OBD-II trouble code
P0137: O2 Sensor Circuit Low Voltage (Bank 1, Sensor 2)
The downstream oxygen sensor on bank 1 is reporting a voltage that's stuck low — sitting near zero and refusing to rise. The usual culprits are a signal wire shorted to ground, an open circuit, an exhaust leak pulling in fresh air, or a worn-out sensor.
Quick facts
- System
- Powertrain
- Category
- Oxygen Sensor
- Severity
- Medium severity
- Drivable
- Usually safe to drive short-term
- Repair cost range
- $150 – $600
- DIY difficulty
- Intermediate DIY
What does P0137 mean?
P0137 is the low-voltage member of the downstream-sensor family on bank 1. It's closely related to P0136 (the general circuit code for the same sensor) and is the mirror image of P0138 (stuck high). Where P0136 can be set by a range of downstream faults, P0137 specifically means the PCM is watching the sensor signal sit pinned near 0V — a flat, low reading that a working post-catalyst sensor should never produce.
The downstream oxygen sensor lives behind the catalytic converter. Its purpose is to confirm the catalyst is doing its job, not to control fuel delivery, so on a healthy car its voltage should rest fairly steady around 0.4V to 0.7V. A reading stuck at the bottom of the scale tells the PCM one of a few things, and the failure modes for a low signal are distinct from the high-signal causes that set P0138.
The leading cause is an electrical fault that pulls the signal down: a signal wire chafed against the chassis or exhaust and shorted to ground, an open circuit from a broken wire or backed-out connector pin, or a corroded connector. The second common cause is an exhaust leak ahead of the sensor — a cracked downpipe, a leaking flange, or a pinhole in the catalyst housing lets atmospheric air reach the sensor, and all that extra oxygen makes the sensor read lean (low voltage) even though the engine isn't actually lean. The third is simple sensor wear; an aged element loses its ability to generate voltage and drifts low. A useful field test is to unplug the sensor and watch the PCM's reading — if the value behaves differently disconnected versus connected, you've learned whether the fault is in the sensor or the harness.
Common causes
- Signal wire shorted to ground — chafed insulation contacting the chassis or exhaust (the most common electrical cause)
- Open circuit from a broken signal wire or a backed-out connector pin
- Exhaust leak ahead of the downstream sensor, pulling in atmospheric air and skewing the reading lean
- Corroded or water-intruded sensor connector
- Worn or aged downstream O2 sensor that no longer generates proper voltage
- Failed sensor heater (often sets P0141 alongside P0137), keeping the sensor too cold to read correctly
- Damage to the harness from aftermarket exhaust work
- Catalytic converter damage altering the exhaust the sensor sees
Symptoms
- Check Engine Light on, usually with normal drivability
- Failed emissions test or a catalyst monitor that won't reach 'ready'
- Faint exhaust smell on cold start if a leak ahead of the sensor is the cause
- Minor loss of fuel economy
- No noticeable power or idle change in most cases
- Occasionally a companion heater-circuit code (P0141)
Diagnostic steps
- 1.Read live data for bank-1 sensor-2 voltage. A value pinned near 0V that won't move confirms a genuine stuck-low signal rather than a glitch.

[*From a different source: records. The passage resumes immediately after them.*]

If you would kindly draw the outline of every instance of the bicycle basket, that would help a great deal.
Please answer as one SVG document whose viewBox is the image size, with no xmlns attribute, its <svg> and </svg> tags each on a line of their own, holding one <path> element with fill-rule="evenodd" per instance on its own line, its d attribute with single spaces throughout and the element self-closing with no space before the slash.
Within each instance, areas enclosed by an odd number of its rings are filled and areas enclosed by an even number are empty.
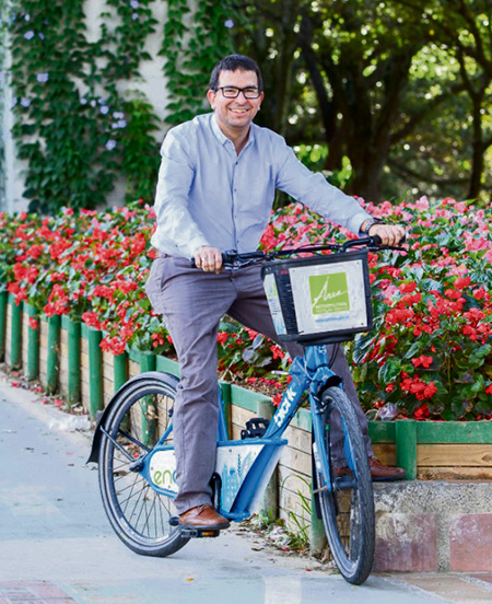
<svg viewBox="0 0 492 604">
<path fill-rule="evenodd" d="M 343 341 L 373 327 L 365 251 L 266 263 L 261 278 L 281 341 Z"/>
</svg>

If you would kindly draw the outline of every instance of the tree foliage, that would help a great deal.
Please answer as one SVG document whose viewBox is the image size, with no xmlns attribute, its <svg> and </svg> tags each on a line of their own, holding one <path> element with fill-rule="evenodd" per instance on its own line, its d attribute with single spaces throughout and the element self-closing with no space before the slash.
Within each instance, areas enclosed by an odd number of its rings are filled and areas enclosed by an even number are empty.
<svg viewBox="0 0 492 604">
<path fill-rule="evenodd" d="M 329 172 L 349 158 L 351 193 L 488 190 L 490 0 L 250 0 L 244 9 L 249 25 L 236 39 L 267 76 L 263 123 L 293 144 L 326 146 Z"/>
</svg>

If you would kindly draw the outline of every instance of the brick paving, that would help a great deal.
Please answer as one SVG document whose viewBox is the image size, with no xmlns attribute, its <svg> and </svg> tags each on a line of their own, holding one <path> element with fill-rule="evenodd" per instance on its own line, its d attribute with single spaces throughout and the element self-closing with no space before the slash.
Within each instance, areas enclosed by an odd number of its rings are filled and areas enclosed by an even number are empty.
<svg viewBox="0 0 492 604">
<path fill-rule="evenodd" d="M 0 604 L 77 604 L 77 602 L 48 581 L 3 581 L 0 582 Z"/>
</svg>

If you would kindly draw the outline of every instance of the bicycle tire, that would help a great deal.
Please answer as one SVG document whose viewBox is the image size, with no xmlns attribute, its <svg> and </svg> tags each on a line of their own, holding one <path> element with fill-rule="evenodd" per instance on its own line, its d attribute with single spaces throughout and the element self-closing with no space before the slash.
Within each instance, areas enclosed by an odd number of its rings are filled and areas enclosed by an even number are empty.
<svg viewBox="0 0 492 604">
<path fill-rule="evenodd" d="M 375 548 L 374 496 L 367 452 L 347 394 L 340 387 L 329 387 L 323 393 L 321 402 L 320 421 L 330 476 L 325 476 L 320 464 L 315 463 L 315 497 L 340 573 L 349 583 L 360 585 L 371 573 Z M 329 429 L 332 414 L 339 414 L 344 425 L 344 461 L 332 458 Z M 344 468 L 341 472 L 345 474 L 338 475 L 337 467 Z"/>
<path fill-rule="evenodd" d="M 168 427 L 177 380 L 163 373 L 142 376 L 121 391 L 105 422 L 105 430 L 132 458 L 154 446 Z M 99 489 L 106 515 L 122 543 L 142 556 L 165 557 L 184 547 L 183 537 L 169 518 L 177 515 L 173 498 L 157 493 L 143 476 L 130 469 L 130 460 L 113 440 L 103 437 L 99 450 Z M 173 442 L 173 432 L 165 444 Z"/>
</svg>

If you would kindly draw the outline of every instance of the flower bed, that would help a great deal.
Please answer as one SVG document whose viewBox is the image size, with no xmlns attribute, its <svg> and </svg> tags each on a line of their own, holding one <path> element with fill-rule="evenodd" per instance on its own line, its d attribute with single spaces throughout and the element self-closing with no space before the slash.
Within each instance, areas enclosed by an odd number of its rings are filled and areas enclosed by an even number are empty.
<svg viewBox="0 0 492 604">
<path fill-rule="evenodd" d="M 368 206 L 409 224 L 408 254 L 370 255 L 375 329 L 349 346 L 366 408 L 388 417 L 492 417 L 491 216 L 465 202 Z M 101 347 L 173 356 L 171 337 L 143 291 L 155 256 L 154 216 L 136 202 L 121 209 L 65 209 L 55 217 L 0 217 L 0 275 L 16 301 L 46 316 L 67 315 L 102 329 Z M 265 248 L 345 237 L 300 205 L 272 216 Z M 34 326 L 36 320 L 33 318 Z M 255 332 L 224 322 L 218 338 L 225 379 L 270 388 L 280 398 L 286 357 Z"/>
</svg>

- 2.Unplug the sensor and watch the PCM reading. If the reading changes meaningfully when disconnected, that helps separate a failing sensor from a harness short.
- 3.Inspect the signal wire end to end, especially where it runs near the chassis and exhaust, for chafe points shorting to ground.

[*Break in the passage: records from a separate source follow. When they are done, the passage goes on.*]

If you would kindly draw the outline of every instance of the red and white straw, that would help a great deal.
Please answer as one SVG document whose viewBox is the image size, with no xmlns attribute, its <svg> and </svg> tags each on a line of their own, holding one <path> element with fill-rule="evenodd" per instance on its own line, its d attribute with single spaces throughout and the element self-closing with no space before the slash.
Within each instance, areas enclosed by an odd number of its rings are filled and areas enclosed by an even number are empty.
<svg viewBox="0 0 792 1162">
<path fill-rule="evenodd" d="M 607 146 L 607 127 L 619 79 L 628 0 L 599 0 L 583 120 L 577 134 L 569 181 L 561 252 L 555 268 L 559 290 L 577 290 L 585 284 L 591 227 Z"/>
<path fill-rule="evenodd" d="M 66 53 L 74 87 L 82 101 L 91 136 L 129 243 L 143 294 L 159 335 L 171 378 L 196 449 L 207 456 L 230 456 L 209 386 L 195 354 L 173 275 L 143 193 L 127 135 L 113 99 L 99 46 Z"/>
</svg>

- 4.Check the connector for corrosion, moisture, and backed-out pins. A poor connection often reads as an open or a low signal.
- 5.Listen and feel for an exhaust leak ahead of the sensor — a small leak introduces air that pulls the signal low without any real lean condition.
- 6.Confirm the sensor heater is working (battery voltage at the heater pin, key on). A dead heater keeps the sensor cold and can hold the signal low.
- 7.If wiring, connector, and exhaust all check out, the sensor is the likely answer — swap-test against bank 2 before buying parts.
Repair cost
$150 – $600
Most P0137 fixes are a downstream O2 sensor replacement at $150-400 depending on access. A wiring repair ranges from $50 for a single chafed wire to $200-500 for a damaged harness section. An exhaust leak repair varies widely depending on where it is. Rule out wiring and exhaust leaks before condemning the sensor — both are common and cheaper than a part swap that doesn't fix it.
Estimate your repair
Run the numbers for your vehicle
Open the Repair Cost Estimator with oxygen sensor replacement preselected. Adjust labor rate and vehicle category to fit your situation.
Related repairs
DIY vs shop
This is an intermediate DIY job. It usually involves diagnostic steps, specialty parts, and some careful work in tight spaces. If you have the tools and a service manual or trustworthy video for your specific vehicle, it is achievable in a weekend. Otherwise, a competent independent shop will be faster.